In the morning as we breakfasted in the old shop house, we watched as the kids and adults came pouring into a wooden shack across the way. I thought nothing of it until later they all came pouring out again, chatting in excitement. Cat explained this to me as something from her own childhood… they had all gone inside to pay a few Kip and watch the only telly in town.

Finally we said goodbye to Mr Pan and took the boat back to the mainland before briefly heading further south to Khon Phapeng Falls. These must be the biggest falls in South East Asia and this particular day after some of the heaviest rains of recent times with the waters of the Mekhong swollen to a high level, they were quite spectacular. The river rises 4,350 kilometers away in the Tibetan plateau and because of its sheer size is a major feature of this part of the world. Access to its waters is a critical source of potential friction and conflict. Many controversies surround it as the Chinese are constructing several dams on its upper reaches, constricting the flow of water downstream.
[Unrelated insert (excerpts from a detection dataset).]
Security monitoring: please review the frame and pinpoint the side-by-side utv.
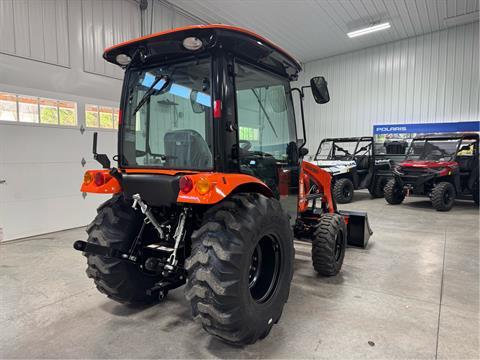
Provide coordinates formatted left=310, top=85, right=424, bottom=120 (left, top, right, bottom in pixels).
left=74, top=25, right=370, bottom=344
left=314, top=136, right=391, bottom=204
left=385, top=133, right=479, bottom=211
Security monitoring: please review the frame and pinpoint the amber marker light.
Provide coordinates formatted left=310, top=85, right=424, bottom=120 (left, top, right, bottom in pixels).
left=83, top=171, right=93, bottom=185
left=195, top=178, right=210, bottom=195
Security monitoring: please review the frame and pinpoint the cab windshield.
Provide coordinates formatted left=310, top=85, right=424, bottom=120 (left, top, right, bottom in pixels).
left=407, top=139, right=460, bottom=161
left=120, top=58, right=213, bottom=170
left=315, top=140, right=363, bottom=160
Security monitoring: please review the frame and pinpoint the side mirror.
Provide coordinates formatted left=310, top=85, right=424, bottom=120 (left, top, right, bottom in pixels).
left=298, top=148, right=308, bottom=158
left=190, top=90, right=205, bottom=114
left=267, top=86, right=287, bottom=113
left=310, top=76, right=330, bottom=104
left=92, top=131, right=110, bottom=169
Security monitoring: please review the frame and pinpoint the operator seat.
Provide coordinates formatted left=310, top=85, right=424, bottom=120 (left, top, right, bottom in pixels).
left=456, top=155, right=474, bottom=173
left=164, top=129, right=213, bottom=170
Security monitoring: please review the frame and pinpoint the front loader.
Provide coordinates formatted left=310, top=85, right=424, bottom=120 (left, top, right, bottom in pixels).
left=74, top=25, right=370, bottom=344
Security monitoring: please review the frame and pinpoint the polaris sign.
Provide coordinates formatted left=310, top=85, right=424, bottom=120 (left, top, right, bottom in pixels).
left=373, top=121, right=480, bottom=135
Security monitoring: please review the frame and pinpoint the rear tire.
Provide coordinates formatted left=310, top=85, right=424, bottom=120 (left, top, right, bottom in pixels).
left=430, top=181, right=455, bottom=211
left=85, top=195, right=160, bottom=304
left=384, top=179, right=405, bottom=205
left=368, top=176, right=388, bottom=199
left=312, top=214, right=347, bottom=276
left=333, top=178, right=354, bottom=204
left=185, top=194, right=294, bottom=345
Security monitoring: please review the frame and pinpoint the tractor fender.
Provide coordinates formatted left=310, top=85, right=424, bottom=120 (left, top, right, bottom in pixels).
left=299, top=161, right=337, bottom=213
left=177, top=173, right=274, bottom=205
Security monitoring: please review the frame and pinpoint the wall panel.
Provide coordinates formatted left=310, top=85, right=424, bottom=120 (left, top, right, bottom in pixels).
left=299, top=23, right=480, bottom=151
left=82, top=0, right=140, bottom=79
left=0, top=0, right=70, bottom=66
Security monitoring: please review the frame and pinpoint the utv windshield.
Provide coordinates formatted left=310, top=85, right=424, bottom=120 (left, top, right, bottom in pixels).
left=121, top=59, right=213, bottom=170
left=407, top=139, right=460, bottom=161
left=315, top=140, right=369, bottom=160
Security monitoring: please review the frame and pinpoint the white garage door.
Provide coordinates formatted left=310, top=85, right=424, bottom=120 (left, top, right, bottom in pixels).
left=0, top=122, right=116, bottom=241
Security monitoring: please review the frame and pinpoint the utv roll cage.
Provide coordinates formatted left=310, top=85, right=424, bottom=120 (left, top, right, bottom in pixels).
left=314, top=136, right=375, bottom=160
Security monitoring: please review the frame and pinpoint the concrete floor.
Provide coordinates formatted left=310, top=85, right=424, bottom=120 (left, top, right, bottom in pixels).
left=0, top=193, right=479, bottom=359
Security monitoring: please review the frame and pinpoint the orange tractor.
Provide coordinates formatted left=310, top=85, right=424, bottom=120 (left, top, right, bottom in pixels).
left=74, top=25, right=370, bottom=344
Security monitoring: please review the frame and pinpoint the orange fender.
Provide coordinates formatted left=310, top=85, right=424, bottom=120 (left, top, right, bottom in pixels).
left=177, top=173, right=273, bottom=205
left=80, top=169, right=122, bottom=194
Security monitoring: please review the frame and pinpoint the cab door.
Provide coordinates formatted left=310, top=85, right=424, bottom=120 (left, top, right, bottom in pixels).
left=235, top=62, right=299, bottom=220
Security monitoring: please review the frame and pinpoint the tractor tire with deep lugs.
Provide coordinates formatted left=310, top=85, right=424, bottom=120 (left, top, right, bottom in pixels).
left=312, top=214, right=347, bottom=276
left=85, top=195, right=160, bottom=304
left=368, top=176, right=388, bottom=198
left=383, top=179, right=405, bottom=205
left=430, top=181, right=455, bottom=211
left=472, top=180, right=480, bottom=206
left=185, top=194, right=294, bottom=345
left=333, top=178, right=354, bottom=204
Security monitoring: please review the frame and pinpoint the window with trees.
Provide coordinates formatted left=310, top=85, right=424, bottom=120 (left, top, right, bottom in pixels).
left=0, top=92, right=77, bottom=126
left=85, top=105, right=119, bottom=129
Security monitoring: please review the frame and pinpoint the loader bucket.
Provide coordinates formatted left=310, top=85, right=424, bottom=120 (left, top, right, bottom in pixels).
left=339, top=210, right=373, bottom=249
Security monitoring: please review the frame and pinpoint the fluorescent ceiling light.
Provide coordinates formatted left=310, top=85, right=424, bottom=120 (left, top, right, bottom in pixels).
left=347, top=22, right=390, bottom=38
left=443, top=11, right=479, bottom=27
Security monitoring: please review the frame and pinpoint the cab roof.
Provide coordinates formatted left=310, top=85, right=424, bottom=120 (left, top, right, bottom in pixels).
left=413, top=132, right=479, bottom=141
left=103, top=24, right=302, bottom=80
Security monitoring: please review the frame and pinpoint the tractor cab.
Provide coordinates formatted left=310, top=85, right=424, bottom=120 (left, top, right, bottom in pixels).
left=74, top=25, right=370, bottom=345
left=87, top=25, right=328, bottom=219
left=385, top=133, right=479, bottom=211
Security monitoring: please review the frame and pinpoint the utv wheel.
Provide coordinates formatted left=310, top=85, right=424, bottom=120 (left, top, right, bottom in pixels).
left=430, top=182, right=455, bottom=211
left=185, top=194, right=294, bottom=345
left=368, top=176, right=388, bottom=198
left=312, top=214, right=347, bottom=276
left=383, top=179, right=405, bottom=205
left=85, top=195, right=160, bottom=304
left=333, top=178, right=353, bottom=204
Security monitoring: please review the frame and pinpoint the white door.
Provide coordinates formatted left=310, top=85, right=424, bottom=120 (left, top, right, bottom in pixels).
left=0, top=123, right=116, bottom=241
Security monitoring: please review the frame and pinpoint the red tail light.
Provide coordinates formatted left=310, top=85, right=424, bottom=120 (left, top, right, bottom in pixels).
left=213, top=100, right=222, bottom=119
left=93, top=172, right=105, bottom=186
left=179, top=176, right=193, bottom=194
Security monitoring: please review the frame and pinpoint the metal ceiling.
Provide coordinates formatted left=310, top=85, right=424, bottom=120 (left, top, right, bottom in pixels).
left=168, top=0, right=479, bottom=63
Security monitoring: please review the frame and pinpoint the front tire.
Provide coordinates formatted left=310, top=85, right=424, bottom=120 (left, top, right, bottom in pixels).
left=185, top=194, right=294, bottom=345
left=368, top=176, right=388, bottom=199
left=384, top=179, right=405, bottom=205
left=312, top=214, right=347, bottom=276
left=333, top=178, right=354, bottom=204
left=85, top=195, right=160, bottom=304
left=430, top=181, right=455, bottom=211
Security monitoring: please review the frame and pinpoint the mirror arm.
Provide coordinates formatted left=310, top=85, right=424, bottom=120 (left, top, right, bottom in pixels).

Some months back in the dry season when we looked down on the river from the cliffs at Pha Taem in Thailand, we saw mainly rocks and only a modest flow of water. The river was at its lowest for years with serious consequences. Now a few months later with the river in spate, it was difficult to reconcile these as one and the same river. Nothing I have ever seen in a life time of waterfalls has had the sheer arrogant power of these falls at Four Thousand Islands hidden down in the south of Laos.